LIII (53) - CAPÍTULO

5.8K 262 21
                                        

----AXEL----

Aunque han pasado tres meses desde que se fue lo siento como un largo y aburrido año.

Es como necesitar que mi corazón palpite porque no lo siento y que mi pecho tome todo el aire necesario para seguir respirando todo este tiempo que falta.

Y aunque sea difícil de creer sé que la extrañaré, aunque la vida y sus padres no me quieran a su lado juro que volveré.

He intentado hablarle desde hace dos semanas, justo cuando papá por primera vez en su vida tomó la decisión de consultarme un problema

Hemos vuelto a mi país natal solo por un corto tiempo con la esperanza que todo se arregle respecto al tema que nos llevó hasta el país natal de papá.

He querido hablar con ella y decirle que no estaré o mejor dicho que he quedado sin teléfono al cual localizarse. Pero, no he podido.

Alan me ha facilitado aquel número de la casa en que vive y no he obtenido respuesta de ella.

La primera llamada fue desviada, la segunda contestada. Pero, han dicho que no vive alguna Alina en aquel lugar, y la tercera con la misma respuesta de la segunda.

Y aunque hace dos días desistí de llamarla aún mantengo la esperanza de saber de ella aunque sea por señales de humo.

Jamás pensé que extrañaría tanto un lugar o a una persona como en este momento.

Al mismo tiempo pienso que ha sido bueno alejarnos un corto tiempo más que nada por papá. Que aunque ha fallado mucho en tan solo un año, necesita despejar la mente y darse cuenta que la madre de Alina no es para él.

Es bueno para ambos mirándolo de otro ángulo.

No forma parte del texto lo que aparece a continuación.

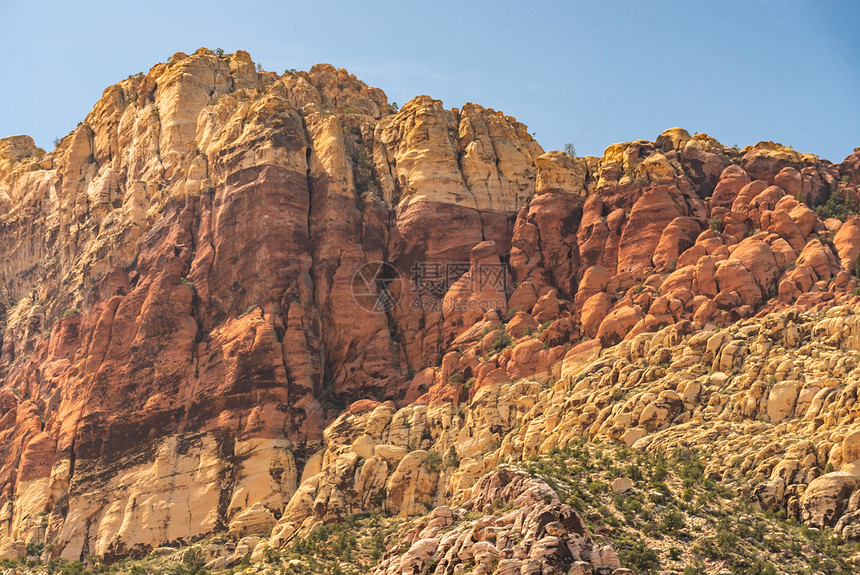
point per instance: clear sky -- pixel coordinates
(593, 73)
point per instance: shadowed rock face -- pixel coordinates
(178, 289)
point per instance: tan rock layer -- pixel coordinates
(179, 327)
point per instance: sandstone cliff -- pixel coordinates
(184, 354)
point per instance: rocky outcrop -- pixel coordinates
(233, 300)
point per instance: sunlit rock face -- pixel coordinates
(186, 348)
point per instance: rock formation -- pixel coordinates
(188, 349)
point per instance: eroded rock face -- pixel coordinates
(184, 315)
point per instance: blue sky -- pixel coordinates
(740, 71)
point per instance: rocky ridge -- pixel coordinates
(183, 354)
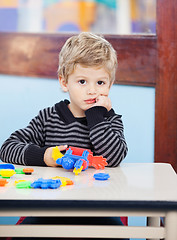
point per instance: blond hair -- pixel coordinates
(89, 50)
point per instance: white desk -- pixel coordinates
(132, 190)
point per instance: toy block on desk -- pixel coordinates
(46, 183)
(56, 153)
(7, 166)
(28, 171)
(3, 182)
(7, 173)
(79, 159)
(101, 176)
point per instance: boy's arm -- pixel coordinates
(25, 146)
(107, 136)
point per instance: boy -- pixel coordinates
(87, 66)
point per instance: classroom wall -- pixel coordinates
(22, 97)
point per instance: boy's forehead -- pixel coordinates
(83, 68)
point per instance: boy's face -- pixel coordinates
(85, 85)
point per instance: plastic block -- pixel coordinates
(101, 176)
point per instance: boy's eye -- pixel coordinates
(100, 82)
(82, 81)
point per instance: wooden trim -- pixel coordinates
(166, 84)
(37, 55)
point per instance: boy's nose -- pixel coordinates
(91, 90)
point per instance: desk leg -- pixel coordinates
(153, 222)
(171, 226)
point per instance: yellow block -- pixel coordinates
(56, 153)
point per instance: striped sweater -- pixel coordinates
(101, 131)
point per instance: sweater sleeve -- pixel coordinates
(107, 135)
(25, 146)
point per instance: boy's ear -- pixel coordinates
(63, 84)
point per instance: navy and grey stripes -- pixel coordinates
(27, 146)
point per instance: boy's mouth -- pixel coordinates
(90, 101)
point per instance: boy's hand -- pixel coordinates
(49, 161)
(103, 101)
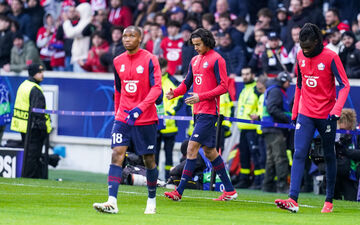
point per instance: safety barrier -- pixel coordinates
(181, 118)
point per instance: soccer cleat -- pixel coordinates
(227, 196)
(174, 195)
(288, 204)
(328, 207)
(106, 207)
(150, 206)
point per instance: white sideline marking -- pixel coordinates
(127, 192)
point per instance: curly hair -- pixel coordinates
(206, 37)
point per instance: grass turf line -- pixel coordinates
(28, 201)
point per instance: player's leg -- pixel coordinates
(219, 167)
(169, 142)
(144, 138)
(187, 174)
(327, 130)
(120, 142)
(304, 132)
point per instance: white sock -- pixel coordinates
(112, 200)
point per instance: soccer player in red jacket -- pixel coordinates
(137, 87)
(315, 107)
(207, 74)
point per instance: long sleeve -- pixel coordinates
(295, 108)
(220, 71)
(155, 82)
(340, 75)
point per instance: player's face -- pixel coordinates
(131, 39)
(308, 47)
(199, 46)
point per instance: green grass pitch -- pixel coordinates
(28, 201)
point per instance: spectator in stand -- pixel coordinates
(226, 27)
(208, 21)
(313, 12)
(177, 14)
(152, 37)
(332, 19)
(43, 38)
(275, 58)
(23, 53)
(161, 19)
(333, 35)
(350, 56)
(80, 46)
(187, 50)
(298, 19)
(222, 6)
(36, 13)
(69, 12)
(282, 20)
(116, 48)
(255, 61)
(102, 24)
(234, 55)
(265, 22)
(17, 14)
(4, 8)
(119, 15)
(6, 40)
(99, 47)
(295, 32)
(171, 47)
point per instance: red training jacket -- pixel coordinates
(137, 84)
(207, 73)
(315, 94)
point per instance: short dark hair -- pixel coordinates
(162, 63)
(310, 32)
(335, 12)
(137, 29)
(206, 37)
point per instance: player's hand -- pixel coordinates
(333, 117)
(193, 99)
(133, 115)
(170, 94)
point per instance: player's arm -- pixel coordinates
(117, 92)
(338, 70)
(295, 108)
(221, 78)
(185, 84)
(155, 83)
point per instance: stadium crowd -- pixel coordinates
(259, 40)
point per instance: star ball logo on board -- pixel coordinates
(131, 85)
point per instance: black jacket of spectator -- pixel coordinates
(188, 52)
(234, 56)
(60, 35)
(115, 49)
(24, 22)
(274, 105)
(350, 58)
(37, 17)
(6, 43)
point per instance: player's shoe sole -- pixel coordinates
(288, 204)
(105, 208)
(173, 195)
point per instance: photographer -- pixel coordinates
(348, 158)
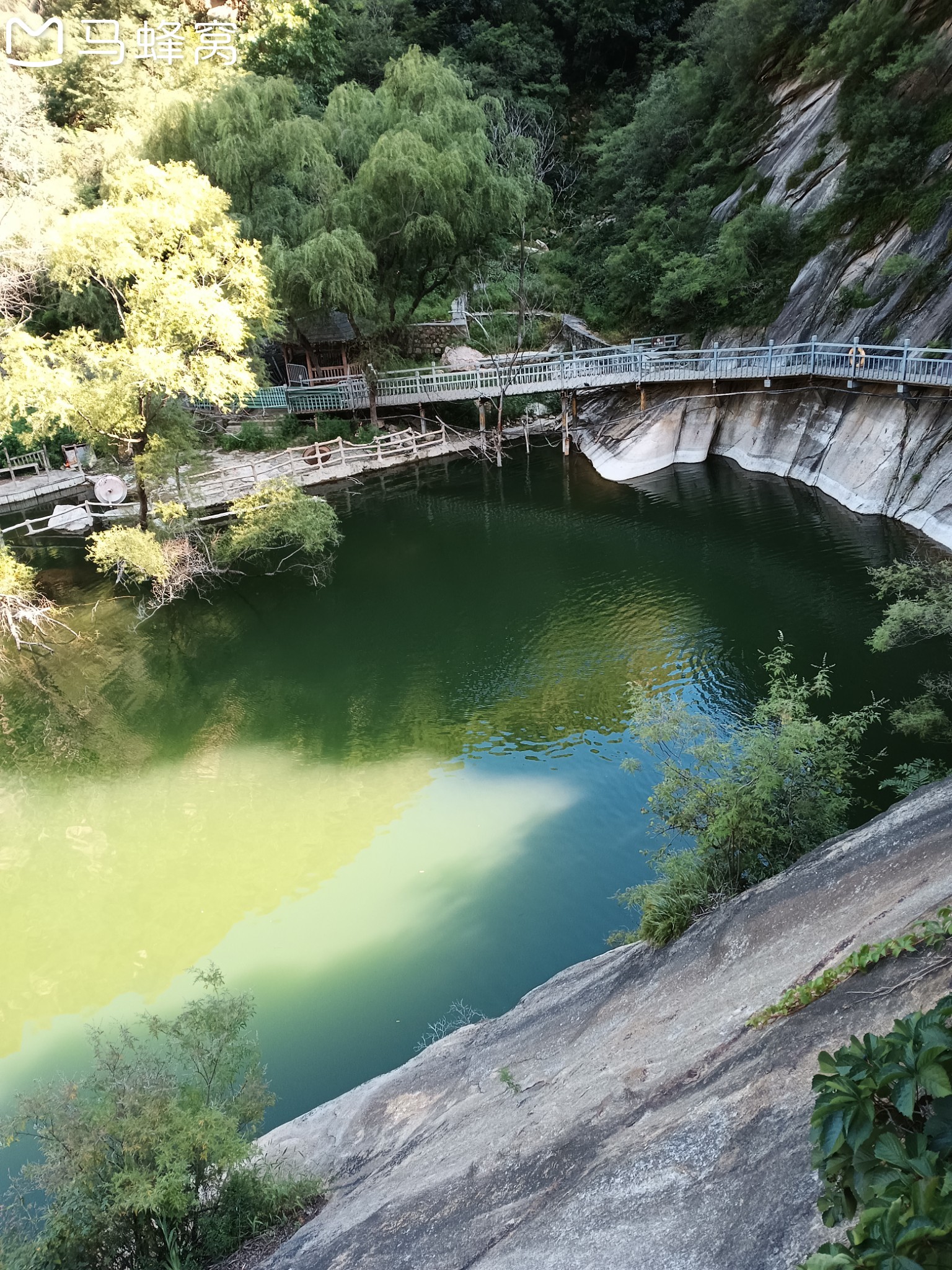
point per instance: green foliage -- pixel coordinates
(881, 1133)
(912, 776)
(252, 436)
(148, 1160)
(130, 554)
(922, 603)
(509, 1081)
(278, 517)
(178, 300)
(389, 197)
(931, 934)
(291, 38)
(899, 266)
(753, 802)
(920, 609)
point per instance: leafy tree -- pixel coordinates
(371, 35)
(919, 609)
(144, 1158)
(294, 38)
(179, 301)
(389, 198)
(179, 556)
(752, 802)
(280, 517)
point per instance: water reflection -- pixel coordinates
(368, 801)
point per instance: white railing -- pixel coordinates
(37, 460)
(633, 363)
(654, 360)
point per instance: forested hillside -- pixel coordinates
(544, 154)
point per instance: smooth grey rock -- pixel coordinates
(808, 113)
(874, 451)
(654, 1130)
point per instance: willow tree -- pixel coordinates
(387, 198)
(186, 300)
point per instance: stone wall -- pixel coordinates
(432, 338)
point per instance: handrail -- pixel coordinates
(638, 362)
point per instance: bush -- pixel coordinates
(148, 1161)
(919, 593)
(881, 1132)
(753, 802)
(278, 517)
(250, 437)
(23, 610)
(131, 554)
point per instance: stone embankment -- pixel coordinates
(873, 450)
(646, 1127)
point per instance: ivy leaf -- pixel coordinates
(935, 1080)
(832, 1133)
(904, 1096)
(938, 1127)
(891, 1151)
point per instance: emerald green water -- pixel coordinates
(368, 801)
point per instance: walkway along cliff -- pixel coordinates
(644, 1127)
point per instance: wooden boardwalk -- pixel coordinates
(323, 463)
(640, 362)
(40, 487)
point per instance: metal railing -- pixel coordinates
(649, 361)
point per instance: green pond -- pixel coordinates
(405, 789)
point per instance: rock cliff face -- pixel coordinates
(651, 1129)
(804, 159)
(873, 451)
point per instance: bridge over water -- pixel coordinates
(637, 363)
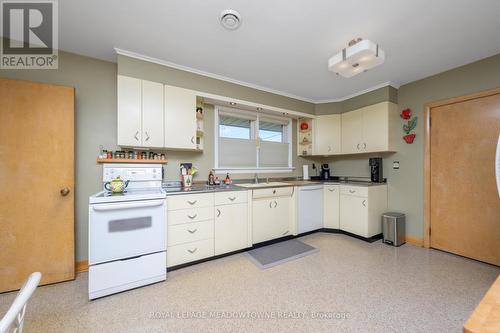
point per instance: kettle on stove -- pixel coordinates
(117, 185)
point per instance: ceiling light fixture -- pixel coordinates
(360, 56)
(230, 19)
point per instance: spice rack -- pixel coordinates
(304, 137)
(199, 123)
(129, 160)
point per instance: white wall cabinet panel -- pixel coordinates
(327, 134)
(331, 206)
(152, 114)
(180, 118)
(370, 129)
(352, 131)
(129, 127)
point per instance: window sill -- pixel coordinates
(254, 170)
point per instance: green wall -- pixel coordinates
(406, 184)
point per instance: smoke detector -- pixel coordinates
(230, 19)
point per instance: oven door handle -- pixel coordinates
(127, 205)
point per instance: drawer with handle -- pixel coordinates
(360, 191)
(273, 192)
(189, 232)
(226, 198)
(184, 201)
(189, 215)
(184, 253)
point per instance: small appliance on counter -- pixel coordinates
(325, 172)
(376, 172)
(305, 172)
(127, 230)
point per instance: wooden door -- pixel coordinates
(180, 118)
(376, 127)
(231, 228)
(327, 134)
(352, 131)
(464, 203)
(129, 128)
(331, 206)
(152, 114)
(37, 182)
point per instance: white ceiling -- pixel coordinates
(283, 45)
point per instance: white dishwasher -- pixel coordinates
(310, 208)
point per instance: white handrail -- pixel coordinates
(497, 165)
(14, 318)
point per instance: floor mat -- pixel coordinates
(279, 253)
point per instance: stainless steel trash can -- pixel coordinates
(393, 228)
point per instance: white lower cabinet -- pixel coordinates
(271, 218)
(231, 227)
(198, 229)
(361, 209)
(184, 253)
(331, 206)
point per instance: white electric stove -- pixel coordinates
(127, 231)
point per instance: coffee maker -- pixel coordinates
(376, 169)
(325, 172)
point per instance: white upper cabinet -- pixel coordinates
(140, 112)
(129, 111)
(327, 134)
(370, 129)
(180, 118)
(152, 114)
(352, 131)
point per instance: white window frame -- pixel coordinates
(287, 135)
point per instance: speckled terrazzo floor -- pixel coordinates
(349, 286)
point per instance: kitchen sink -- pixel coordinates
(270, 184)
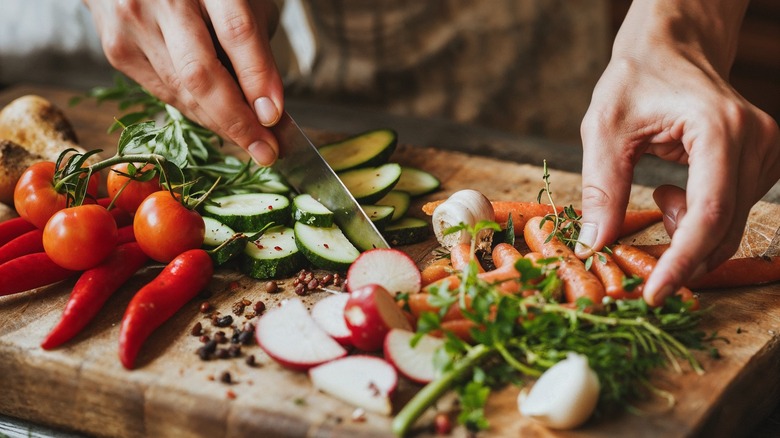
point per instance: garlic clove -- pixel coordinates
(565, 396)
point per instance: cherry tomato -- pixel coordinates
(136, 191)
(79, 238)
(35, 198)
(164, 228)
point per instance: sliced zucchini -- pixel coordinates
(273, 255)
(397, 199)
(417, 182)
(309, 211)
(370, 148)
(326, 248)
(380, 215)
(406, 231)
(250, 211)
(370, 184)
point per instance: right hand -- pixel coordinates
(168, 49)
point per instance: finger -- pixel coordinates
(711, 200)
(244, 35)
(213, 89)
(607, 172)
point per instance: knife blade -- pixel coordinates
(307, 172)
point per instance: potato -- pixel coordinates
(14, 159)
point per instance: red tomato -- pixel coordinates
(135, 192)
(164, 228)
(79, 238)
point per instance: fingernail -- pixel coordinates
(266, 111)
(262, 153)
(586, 239)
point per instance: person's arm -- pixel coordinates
(167, 47)
(666, 92)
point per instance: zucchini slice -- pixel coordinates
(380, 215)
(309, 211)
(417, 182)
(406, 231)
(326, 248)
(369, 184)
(250, 211)
(399, 200)
(273, 255)
(370, 148)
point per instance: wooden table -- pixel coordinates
(82, 386)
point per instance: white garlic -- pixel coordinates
(564, 396)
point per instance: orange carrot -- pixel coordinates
(634, 261)
(611, 276)
(437, 270)
(577, 281)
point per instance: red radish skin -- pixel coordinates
(291, 337)
(370, 313)
(92, 290)
(366, 382)
(414, 363)
(13, 228)
(328, 313)
(31, 271)
(179, 282)
(392, 269)
(27, 243)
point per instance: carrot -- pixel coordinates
(611, 276)
(28, 243)
(13, 228)
(634, 261)
(30, 271)
(635, 220)
(577, 281)
(437, 270)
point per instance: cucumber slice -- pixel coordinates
(309, 211)
(397, 199)
(250, 211)
(417, 182)
(370, 148)
(273, 255)
(326, 248)
(406, 231)
(370, 184)
(380, 215)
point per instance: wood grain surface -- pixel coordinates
(82, 386)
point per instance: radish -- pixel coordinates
(370, 313)
(364, 381)
(328, 313)
(414, 363)
(289, 335)
(389, 268)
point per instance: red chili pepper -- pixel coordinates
(92, 290)
(13, 228)
(180, 281)
(30, 271)
(28, 243)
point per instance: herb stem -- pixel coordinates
(434, 390)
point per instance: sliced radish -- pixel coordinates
(328, 313)
(370, 313)
(291, 337)
(389, 268)
(363, 381)
(414, 363)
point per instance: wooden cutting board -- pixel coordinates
(82, 386)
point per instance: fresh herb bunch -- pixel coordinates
(191, 152)
(521, 337)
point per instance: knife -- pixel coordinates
(307, 172)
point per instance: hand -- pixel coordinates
(171, 49)
(665, 93)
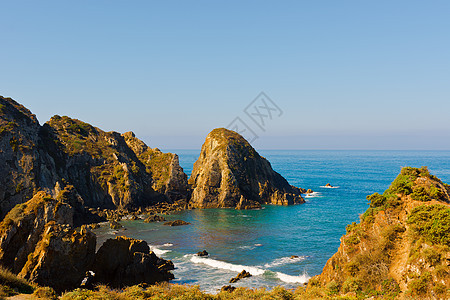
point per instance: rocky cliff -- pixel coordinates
(106, 169)
(401, 247)
(123, 262)
(230, 173)
(39, 243)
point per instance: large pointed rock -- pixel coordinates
(229, 168)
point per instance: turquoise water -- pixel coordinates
(262, 241)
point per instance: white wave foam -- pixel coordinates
(226, 266)
(293, 279)
(159, 252)
(284, 261)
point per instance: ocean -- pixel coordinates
(263, 241)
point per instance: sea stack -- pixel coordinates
(229, 170)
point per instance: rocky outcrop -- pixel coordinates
(229, 168)
(19, 155)
(123, 261)
(104, 169)
(24, 225)
(401, 246)
(61, 257)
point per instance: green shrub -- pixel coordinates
(351, 285)
(420, 194)
(432, 222)
(376, 200)
(332, 288)
(390, 287)
(432, 256)
(45, 293)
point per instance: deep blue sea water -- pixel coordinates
(262, 241)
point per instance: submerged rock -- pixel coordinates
(154, 218)
(115, 225)
(124, 261)
(229, 168)
(177, 223)
(247, 204)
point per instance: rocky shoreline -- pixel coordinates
(59, 180)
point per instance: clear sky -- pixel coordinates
(346, 74)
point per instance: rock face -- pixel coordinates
(229, 168)
(105, 169)
(38, 243)
(61, 257)
(123, 261)
(401, 246)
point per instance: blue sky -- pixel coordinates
(346, 74)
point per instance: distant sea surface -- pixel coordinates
(263, 241)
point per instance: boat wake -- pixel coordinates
(312, 195)
(255, 271)
(284, 261)
(157, 251)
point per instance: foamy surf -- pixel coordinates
(284, 261)
(226, 266)
(293, 279)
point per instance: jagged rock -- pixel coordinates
(38, 242)
(19, 155)
(124, 261)
(23, 226)
(401, 243)
(228, 288)
(154, 218)
(202, 253)
(229, 167)
(247, 204)
(243, 274)
(176, 223)
(60, 257)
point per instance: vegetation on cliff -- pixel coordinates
(400, 247)
(230, 173)
(106, 169)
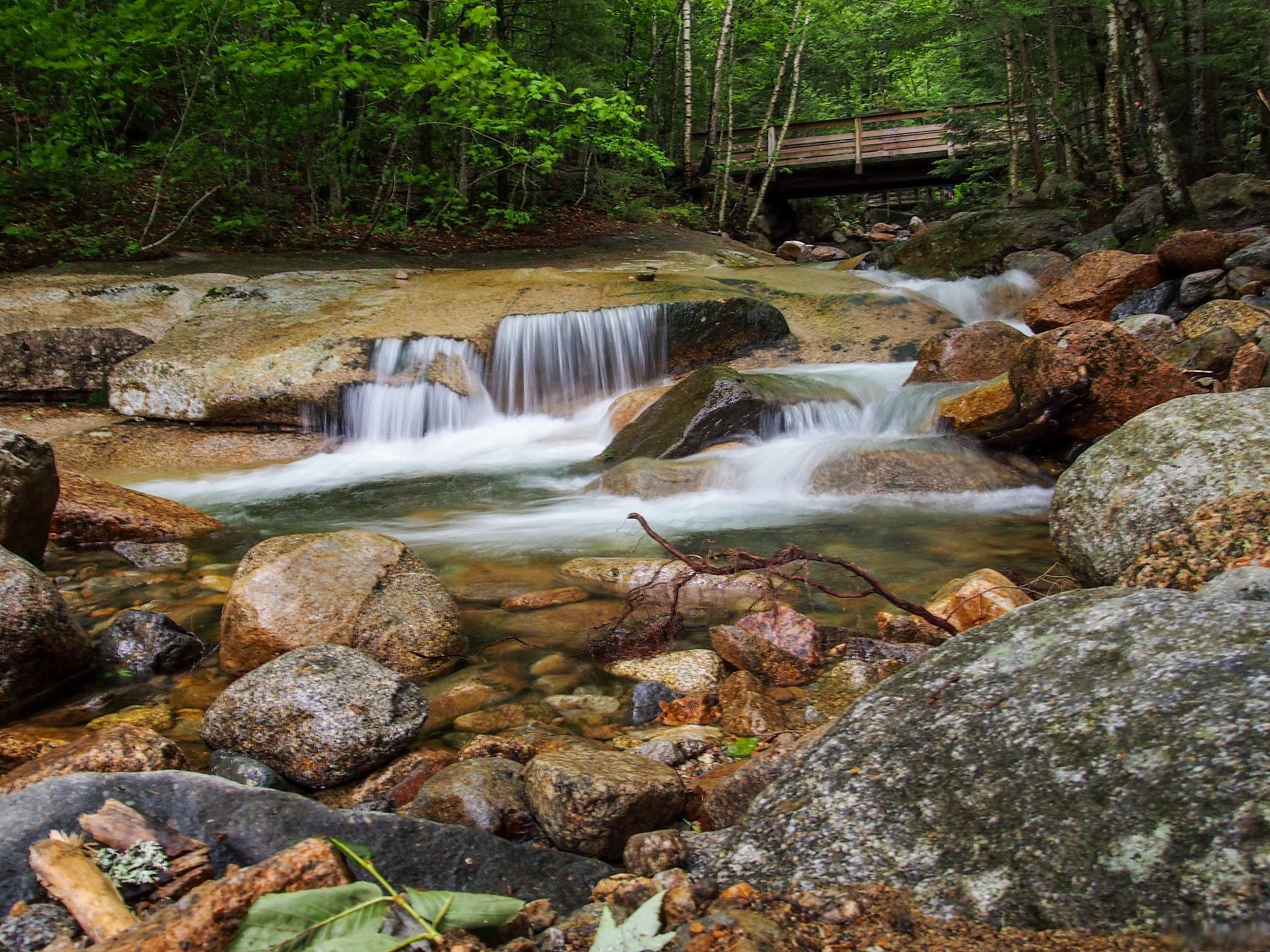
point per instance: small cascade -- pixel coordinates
(420, 386)
(997, 298)
(554, 362)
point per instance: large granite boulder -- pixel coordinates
(248, 824)
(42, 648)
(1153, 472)
(977, 243)
(975, 352)
(29, 494)
(339, 588)
(92, 511)
(1091, 288)
(319, 715)
(1094, 759)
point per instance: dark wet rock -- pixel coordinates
(319, 715)
(647, 700)
(64, 362)
(486, 794)
(92, 511)
(29, 494)
(247, 771)
(593, 803)
(1250, 583)
(246, 826)
(154, 557)
(121, 748)
(352, 588)
(1153, 300)
(975, 243)
(1153, 472)
(1213, 352)
(148, 641)
(42, 648)
(977, 352)
(1124, 379)
(711, 405)
(40, 924)
(1129, 815)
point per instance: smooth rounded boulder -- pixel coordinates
(975, 352)
(1095, 759)
(29, 494)
(592, 803)
(1153, 472)
(42, 648)
(350, 588)
(319, 715)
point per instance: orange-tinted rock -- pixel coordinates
(977, 352)
(546, 598)
(122, 748)
(93, 511)
(1124, 379)
(1091, 288)
(1189, 252)
(977, 598)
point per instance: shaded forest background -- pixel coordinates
(134, 127)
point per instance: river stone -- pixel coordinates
(1155, 300)
(42, 648)
(592, 803)
(975, 243)
(29, 494)
(1241, 318)
(1078, 772)
(619, 576)
(1153, 472)
(1091, 288)
(244, 826)
(120, 748)
(1124, 377)
(350, 588)
(484, 792)
(148, 641)
(694, 672)
(319, 715)
(977, 352)
(92, 511)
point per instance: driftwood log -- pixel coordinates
(206, 919)
(120, 827)
(65, 868)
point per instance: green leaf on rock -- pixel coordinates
(637, 935)
(464, 910)
(313, 919)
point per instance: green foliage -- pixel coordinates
(639, 933)
(351, 918)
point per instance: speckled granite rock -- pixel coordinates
(1153, 472)
(319, 715)
(1100, 760)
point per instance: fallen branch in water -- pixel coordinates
(789, 566)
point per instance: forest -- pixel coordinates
(134, 128)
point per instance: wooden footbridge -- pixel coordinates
(864, 152)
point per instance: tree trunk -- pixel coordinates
(796, 76)
(687, 92)
(771, 103)
(1011, 117)
(1114, 115)
(1161, 150)
(717, 92)
(1030, 92)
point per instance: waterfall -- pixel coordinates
(420, 386)
(551, 362)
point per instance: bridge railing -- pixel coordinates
(858, 139)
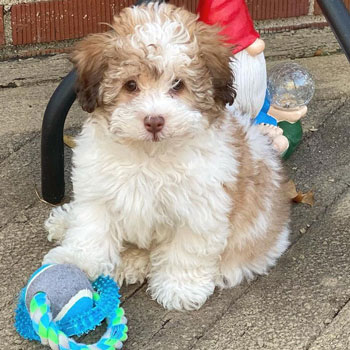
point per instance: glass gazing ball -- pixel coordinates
(290, 86)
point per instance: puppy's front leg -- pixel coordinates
(183, 268)
(90, 241)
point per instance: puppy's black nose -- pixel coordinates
(154, 124)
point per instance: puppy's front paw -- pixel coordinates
(92, 266)
(186, 294)
(134, 267)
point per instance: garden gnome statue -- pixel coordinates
(249, 66)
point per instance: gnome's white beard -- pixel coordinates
(250, 81)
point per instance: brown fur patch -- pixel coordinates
(104, 60)
(250, 195)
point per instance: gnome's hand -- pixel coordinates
(257, 47)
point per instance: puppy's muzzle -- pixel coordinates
(154, 124)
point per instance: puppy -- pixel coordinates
(168, 185)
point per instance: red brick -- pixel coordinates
(273, 9)
(318, 11)
(58, 20)
(2, 31)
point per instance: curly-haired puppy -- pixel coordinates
(168, 185)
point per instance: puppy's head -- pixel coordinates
(158, 74)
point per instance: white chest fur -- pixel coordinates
(153, 190)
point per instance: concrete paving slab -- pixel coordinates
(337, 335)
(21, 115)
(300, 43)
(26, 72)
(289, 308)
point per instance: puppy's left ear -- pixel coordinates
(217, 56)
(89, 58)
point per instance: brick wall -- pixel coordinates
(36, 27)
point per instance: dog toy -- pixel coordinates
(59, 302)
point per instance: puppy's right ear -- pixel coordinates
(89, 60)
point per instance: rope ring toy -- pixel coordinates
(35, 319)
(50, 333)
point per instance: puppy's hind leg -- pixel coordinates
(58, 222)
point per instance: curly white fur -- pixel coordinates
(189, 212)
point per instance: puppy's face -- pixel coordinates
(159, 74)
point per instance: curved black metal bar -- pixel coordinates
(338, 17)
(52, 153)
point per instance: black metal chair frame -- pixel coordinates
(52, 147)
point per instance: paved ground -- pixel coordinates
(302, 304)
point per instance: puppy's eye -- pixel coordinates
(131, 85)
(178, 85)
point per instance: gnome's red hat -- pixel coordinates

Puedo descansar de tantas cosa incluyendo los estúpidos problemas y el maldito drama que recorre mi vida a diario.

Mantengo la mirada en papá quien habla por teléfono como lo ha hecho los últimos días. Su atención se fija en mí por cortos segundo mostrando una gran sonrisa de felicidad.

Camina de un lado al otro mientras mueve las manos junto a la explicación que da a la persona que se encuentra al otro lado del teléfono.

-Necesitamos hablar.- Dice papá apartando el teléfono de su lugar.

-¿Sobre qué?.- Pregunto.

Muestra la palma de su mano haciéndome esperar.

-Muchas gracias, Julian.- Dice al hombre con quién habla.- Sí, mañana pasaré sin falta a eso de las 11:00 a.m ¿Te parece bien?. Gracias a ti nuevamente.

Cuelga y camina hacia mí con la misma sonrisa de hace un momento.

-Te ves muy feliz.- Digo echando a reír.

-Mucho, hijo.- Toma asiento a mi lado.

-¿A qué se debe tanta felicidad?.

-¿Recuerdas a Julian?.- Pregunta.- El padre de Adrián, tu amigo.

-Adrián no era mi amigo, papá.

-¡Claro que sí! ¿No recuerdas siempre que iba a casa?.

-Eso fue antes de que dijera a todos que hacías lavado de dinero en tu empresa.- Muestro una agradable sonrisa.

El silencio reina entre nosotros por unos segundos.

-Lo siento, Axel.- Dice torciendo los labios.

-¿Qué sientes? ¿Qué él haya dicho eso?.- Echo a reír.- Yo no siento haberle roto todos y cada uno de los vidrios de su Mustang tuning y mucho menos haberle dejado el rostro hecho mierda.